The Renewable Energy Certificates Registry (REC-registry) is an internet-based registry system in Australia for renewable energy certificates (RECs). If an Australian organization installs a green energy installation (solar energy, wind energy, etc.), they can apply for RECs to offset consumption of fossil fuels.

The REC-registry was established by the Australian Renewable Energy (Electricity) Act 2000 (the act), and is maintained by the Clean Energy Regulator.

The REC-registry:
- facilitates the creation, registration, transfer and surrender of large-scale generation certificates (LGCs) and small-scale technology certificates (STCs)],
- tracks the ownership and status of all certificates,
- provides access to the STC clearing house, and
- maintains various public registers as required by the act.

Prior to 1 January 2011, the primary mechanism in the renewable energy target (RET) was the renewable energy certificate (REC).

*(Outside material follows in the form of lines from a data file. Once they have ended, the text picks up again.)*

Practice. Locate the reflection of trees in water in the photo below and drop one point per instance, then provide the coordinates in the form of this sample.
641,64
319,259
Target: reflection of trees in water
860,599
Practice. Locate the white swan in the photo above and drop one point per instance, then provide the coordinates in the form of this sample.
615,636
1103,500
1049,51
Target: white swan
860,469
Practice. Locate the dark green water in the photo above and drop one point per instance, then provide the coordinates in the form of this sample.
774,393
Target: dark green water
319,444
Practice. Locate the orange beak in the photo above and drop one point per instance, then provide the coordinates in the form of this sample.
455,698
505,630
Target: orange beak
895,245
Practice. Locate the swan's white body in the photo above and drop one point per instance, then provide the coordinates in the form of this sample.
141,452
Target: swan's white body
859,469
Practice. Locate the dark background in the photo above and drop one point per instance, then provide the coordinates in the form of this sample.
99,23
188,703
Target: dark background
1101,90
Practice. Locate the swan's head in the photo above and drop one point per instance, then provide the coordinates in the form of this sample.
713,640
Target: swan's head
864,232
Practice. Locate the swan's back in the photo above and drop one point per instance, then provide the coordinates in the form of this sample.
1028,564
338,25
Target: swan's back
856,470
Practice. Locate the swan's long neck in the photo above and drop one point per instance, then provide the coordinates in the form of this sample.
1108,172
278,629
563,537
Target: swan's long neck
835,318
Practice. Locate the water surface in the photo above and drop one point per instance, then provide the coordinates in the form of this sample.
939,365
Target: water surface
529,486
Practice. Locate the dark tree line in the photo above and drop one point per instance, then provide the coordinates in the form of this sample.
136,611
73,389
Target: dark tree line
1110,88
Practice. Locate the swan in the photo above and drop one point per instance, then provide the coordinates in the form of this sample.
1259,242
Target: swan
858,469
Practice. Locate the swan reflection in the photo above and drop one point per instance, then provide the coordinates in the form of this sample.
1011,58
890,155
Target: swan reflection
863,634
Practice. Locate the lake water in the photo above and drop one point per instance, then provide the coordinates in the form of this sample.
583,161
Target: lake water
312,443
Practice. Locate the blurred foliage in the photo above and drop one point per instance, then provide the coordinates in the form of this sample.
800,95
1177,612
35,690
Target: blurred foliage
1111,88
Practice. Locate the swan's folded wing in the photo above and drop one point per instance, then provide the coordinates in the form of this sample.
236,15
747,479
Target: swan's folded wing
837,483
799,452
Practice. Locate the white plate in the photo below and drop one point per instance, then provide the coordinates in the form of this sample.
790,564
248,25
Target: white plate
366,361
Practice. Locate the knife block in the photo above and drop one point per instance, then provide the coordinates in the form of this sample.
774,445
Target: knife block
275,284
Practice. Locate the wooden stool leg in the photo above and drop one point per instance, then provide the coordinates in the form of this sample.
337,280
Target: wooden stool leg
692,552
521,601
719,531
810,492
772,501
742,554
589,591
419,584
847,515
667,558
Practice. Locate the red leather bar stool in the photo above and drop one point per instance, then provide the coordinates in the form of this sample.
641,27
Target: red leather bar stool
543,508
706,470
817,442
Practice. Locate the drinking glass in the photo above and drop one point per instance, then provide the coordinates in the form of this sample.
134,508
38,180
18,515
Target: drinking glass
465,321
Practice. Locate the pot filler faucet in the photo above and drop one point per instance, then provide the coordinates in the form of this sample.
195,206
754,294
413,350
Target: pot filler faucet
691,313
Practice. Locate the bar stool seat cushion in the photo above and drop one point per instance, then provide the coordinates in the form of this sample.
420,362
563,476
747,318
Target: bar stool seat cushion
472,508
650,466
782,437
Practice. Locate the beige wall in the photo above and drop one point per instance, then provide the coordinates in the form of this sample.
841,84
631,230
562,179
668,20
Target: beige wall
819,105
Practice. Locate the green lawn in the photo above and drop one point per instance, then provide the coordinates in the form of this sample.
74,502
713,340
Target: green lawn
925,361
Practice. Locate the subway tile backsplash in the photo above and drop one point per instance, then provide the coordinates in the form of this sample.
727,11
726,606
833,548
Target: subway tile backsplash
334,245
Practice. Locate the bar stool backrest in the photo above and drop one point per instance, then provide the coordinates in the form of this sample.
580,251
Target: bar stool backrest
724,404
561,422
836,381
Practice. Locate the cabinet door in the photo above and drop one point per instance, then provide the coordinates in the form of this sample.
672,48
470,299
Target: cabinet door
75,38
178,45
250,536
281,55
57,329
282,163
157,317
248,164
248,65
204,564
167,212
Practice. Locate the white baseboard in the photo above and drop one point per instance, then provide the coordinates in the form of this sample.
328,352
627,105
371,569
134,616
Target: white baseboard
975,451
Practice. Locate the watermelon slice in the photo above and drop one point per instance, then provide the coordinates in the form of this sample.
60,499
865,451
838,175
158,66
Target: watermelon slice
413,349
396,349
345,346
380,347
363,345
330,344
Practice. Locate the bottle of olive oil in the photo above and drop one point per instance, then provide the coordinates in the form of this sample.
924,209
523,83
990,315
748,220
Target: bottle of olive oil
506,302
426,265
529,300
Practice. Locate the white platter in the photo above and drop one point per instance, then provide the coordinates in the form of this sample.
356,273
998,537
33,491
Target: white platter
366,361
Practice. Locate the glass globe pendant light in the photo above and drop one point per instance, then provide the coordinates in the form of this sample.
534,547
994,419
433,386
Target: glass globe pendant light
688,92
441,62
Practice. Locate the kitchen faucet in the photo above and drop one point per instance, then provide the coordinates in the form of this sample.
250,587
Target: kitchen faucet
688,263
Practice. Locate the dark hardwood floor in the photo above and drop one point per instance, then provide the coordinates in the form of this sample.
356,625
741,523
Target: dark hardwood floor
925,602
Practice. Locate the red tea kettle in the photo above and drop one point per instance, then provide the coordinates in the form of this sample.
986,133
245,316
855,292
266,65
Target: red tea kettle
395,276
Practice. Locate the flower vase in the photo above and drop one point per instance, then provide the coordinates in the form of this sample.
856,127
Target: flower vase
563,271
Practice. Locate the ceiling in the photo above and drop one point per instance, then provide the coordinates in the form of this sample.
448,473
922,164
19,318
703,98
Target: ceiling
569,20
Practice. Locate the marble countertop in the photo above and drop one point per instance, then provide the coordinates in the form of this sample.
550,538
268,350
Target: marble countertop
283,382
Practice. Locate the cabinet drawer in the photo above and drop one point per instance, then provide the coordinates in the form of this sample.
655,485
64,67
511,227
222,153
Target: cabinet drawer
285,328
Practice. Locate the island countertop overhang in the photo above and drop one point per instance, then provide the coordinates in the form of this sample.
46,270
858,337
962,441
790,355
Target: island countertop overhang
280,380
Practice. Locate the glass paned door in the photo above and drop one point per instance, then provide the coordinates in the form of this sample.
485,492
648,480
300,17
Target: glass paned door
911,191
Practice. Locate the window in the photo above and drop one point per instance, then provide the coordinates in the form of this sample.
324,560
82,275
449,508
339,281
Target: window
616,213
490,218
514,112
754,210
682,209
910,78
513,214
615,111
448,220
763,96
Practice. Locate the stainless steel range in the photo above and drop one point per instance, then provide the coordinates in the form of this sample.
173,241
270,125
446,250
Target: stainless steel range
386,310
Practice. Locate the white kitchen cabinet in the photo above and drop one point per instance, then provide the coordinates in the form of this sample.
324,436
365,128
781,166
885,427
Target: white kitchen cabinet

From 1 January 2011 RECs were split into small-scale technology certificates (STCs) and large-scale generation certificates (LGCs). RECs are still used as a general term covering both STCs and LGCs.

All certificates must be created in the REC-registry before they can be bought, sold, traded or surrendered. Participants must hold an account and be registered as a REC-registry user to create, view or transfer certificates.